This chapter is from the book
P.6 Summary Checklist
- The goal of documenting an architecture is to write it down so that others can successfully use it, maintain it, and build a system from it.
- Documentation exists to further architecture’s uses as a means of education, as a vehicle for communication among stakeholders, and as the basis for analysis.
- Documenting an architecture is a matter of documenting the relevant views and then adding documentation that applies to more than one view.
- Documentation should pay for itself by making development activities less costly.
- Module styles help architects think about their software as a set of implementation units. C&C views help architects think about their software as a set of elements that have runtime behavior and interactions. Allocation views help architects think about how their software relates to the nonsoftware structures in its environment.
- An architecture style is a specialization of elements and relations, together with a set of constraints on how they can be used. A style defines a family of architectures that satisfy the constraints.
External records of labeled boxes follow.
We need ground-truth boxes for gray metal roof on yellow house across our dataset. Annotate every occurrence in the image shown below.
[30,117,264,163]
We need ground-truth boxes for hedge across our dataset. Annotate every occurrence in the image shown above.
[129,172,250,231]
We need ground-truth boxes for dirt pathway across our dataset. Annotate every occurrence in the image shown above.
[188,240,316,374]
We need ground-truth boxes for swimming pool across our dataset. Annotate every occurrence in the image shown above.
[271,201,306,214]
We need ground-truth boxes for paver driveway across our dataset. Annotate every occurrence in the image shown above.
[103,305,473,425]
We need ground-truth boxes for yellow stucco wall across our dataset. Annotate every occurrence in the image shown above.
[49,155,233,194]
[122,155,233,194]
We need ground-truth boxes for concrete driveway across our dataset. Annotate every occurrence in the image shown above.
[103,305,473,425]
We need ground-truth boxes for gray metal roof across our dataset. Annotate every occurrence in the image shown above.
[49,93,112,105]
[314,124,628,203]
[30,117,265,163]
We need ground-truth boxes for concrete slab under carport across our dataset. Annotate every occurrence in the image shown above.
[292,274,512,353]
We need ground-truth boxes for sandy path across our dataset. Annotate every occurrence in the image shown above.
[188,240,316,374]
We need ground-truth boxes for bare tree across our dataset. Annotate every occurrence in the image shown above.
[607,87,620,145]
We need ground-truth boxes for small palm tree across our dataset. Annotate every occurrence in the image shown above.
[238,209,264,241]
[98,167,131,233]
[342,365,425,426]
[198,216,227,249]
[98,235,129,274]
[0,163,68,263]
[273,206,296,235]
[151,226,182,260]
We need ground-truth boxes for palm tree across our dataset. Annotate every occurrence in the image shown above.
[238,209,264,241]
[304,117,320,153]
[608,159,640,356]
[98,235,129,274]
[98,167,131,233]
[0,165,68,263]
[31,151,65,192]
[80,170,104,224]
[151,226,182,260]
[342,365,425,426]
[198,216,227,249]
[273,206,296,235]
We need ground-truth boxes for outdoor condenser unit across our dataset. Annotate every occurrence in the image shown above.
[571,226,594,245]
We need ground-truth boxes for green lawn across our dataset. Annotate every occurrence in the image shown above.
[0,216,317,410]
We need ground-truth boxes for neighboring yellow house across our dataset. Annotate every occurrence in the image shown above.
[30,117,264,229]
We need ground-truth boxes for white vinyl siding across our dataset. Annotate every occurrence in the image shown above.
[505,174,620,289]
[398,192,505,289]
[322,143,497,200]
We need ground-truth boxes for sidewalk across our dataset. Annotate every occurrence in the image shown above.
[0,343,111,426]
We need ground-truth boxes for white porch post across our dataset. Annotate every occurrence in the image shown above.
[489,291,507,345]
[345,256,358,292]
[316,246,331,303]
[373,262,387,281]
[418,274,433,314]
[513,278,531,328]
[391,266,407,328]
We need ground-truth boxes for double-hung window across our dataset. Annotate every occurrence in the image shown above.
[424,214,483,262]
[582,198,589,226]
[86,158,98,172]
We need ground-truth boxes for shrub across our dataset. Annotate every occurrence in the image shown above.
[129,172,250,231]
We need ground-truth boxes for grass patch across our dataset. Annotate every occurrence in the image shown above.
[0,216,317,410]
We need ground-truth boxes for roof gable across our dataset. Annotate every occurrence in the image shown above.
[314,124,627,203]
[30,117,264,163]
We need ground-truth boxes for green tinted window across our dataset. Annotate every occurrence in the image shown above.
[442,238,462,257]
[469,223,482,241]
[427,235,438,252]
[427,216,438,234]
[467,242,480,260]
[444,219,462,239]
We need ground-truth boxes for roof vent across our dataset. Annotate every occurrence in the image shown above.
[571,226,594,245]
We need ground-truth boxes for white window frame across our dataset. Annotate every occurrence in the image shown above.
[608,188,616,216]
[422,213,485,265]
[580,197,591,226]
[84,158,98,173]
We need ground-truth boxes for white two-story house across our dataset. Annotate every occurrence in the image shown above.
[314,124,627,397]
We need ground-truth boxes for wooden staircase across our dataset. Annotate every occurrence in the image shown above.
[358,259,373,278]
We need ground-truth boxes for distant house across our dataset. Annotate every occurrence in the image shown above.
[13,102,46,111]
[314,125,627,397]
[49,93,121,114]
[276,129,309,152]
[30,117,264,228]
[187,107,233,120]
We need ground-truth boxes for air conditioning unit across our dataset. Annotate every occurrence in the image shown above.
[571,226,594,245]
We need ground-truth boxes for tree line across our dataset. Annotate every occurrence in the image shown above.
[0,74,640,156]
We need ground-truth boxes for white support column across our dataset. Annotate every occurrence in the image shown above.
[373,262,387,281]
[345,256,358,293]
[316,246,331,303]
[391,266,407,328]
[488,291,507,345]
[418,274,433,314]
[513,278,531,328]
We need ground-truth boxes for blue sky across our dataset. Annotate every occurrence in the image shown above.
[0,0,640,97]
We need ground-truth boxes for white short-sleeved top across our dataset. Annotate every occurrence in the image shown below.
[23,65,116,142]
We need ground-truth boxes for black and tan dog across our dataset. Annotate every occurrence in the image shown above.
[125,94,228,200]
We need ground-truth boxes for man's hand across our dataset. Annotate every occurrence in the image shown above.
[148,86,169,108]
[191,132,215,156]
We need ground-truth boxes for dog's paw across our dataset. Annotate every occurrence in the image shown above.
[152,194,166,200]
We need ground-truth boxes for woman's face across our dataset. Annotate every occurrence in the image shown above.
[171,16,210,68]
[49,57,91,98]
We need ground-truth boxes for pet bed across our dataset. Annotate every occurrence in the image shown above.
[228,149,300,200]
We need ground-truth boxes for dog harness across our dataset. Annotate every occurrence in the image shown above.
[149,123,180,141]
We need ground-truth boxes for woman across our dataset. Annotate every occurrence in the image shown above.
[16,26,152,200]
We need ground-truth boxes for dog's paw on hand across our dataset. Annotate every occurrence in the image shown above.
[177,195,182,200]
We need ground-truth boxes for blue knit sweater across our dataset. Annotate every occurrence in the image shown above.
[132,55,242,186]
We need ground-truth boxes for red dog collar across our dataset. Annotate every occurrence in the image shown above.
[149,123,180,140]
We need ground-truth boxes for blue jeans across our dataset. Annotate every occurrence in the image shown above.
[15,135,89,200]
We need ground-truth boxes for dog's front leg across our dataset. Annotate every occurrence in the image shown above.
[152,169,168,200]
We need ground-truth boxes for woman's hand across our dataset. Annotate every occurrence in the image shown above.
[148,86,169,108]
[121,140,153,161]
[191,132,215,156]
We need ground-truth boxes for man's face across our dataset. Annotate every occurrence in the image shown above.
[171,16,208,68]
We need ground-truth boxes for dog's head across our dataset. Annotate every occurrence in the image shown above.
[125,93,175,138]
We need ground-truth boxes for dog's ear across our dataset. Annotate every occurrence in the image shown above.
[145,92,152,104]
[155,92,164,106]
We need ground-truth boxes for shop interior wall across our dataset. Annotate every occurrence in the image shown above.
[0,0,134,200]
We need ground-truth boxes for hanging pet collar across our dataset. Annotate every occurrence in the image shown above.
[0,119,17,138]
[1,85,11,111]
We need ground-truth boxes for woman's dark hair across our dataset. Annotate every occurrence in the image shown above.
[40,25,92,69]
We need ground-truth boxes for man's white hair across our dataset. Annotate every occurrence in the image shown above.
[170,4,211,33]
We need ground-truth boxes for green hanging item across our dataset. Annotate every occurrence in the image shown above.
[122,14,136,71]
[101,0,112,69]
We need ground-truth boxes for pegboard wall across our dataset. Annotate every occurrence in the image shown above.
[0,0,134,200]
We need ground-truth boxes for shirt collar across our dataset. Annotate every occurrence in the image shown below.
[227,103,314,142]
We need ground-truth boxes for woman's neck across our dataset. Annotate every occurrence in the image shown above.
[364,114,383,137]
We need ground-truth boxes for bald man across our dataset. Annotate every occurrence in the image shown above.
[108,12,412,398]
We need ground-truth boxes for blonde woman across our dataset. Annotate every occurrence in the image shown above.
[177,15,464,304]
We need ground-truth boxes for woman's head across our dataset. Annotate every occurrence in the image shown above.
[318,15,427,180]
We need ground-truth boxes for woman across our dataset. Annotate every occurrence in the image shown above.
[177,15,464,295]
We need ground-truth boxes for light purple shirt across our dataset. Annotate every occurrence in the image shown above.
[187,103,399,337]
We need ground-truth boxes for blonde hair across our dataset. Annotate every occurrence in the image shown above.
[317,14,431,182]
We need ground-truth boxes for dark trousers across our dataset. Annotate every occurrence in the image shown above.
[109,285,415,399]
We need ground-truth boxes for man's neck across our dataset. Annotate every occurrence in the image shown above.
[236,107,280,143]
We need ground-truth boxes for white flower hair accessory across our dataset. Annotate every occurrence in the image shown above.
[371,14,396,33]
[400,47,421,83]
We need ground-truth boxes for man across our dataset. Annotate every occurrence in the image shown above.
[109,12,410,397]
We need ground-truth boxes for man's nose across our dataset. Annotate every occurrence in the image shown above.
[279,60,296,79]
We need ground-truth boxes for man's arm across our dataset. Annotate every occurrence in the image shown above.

- Some styles are applicable in every software system. Other styles occur only in systems in which they were explicitly chosen and designed in by the architect.
- Follow the seven rules for sound documentation.
- Write documentation from the point of view of the reader, not the writer.
- Avoid unnecessary repetition.
- Avoid ambiguity. Always explain your notation.
- Use a standard organization.
- Record rationale.
- Keep documentation current but not too current.
- Review documentation for fitness of purpose.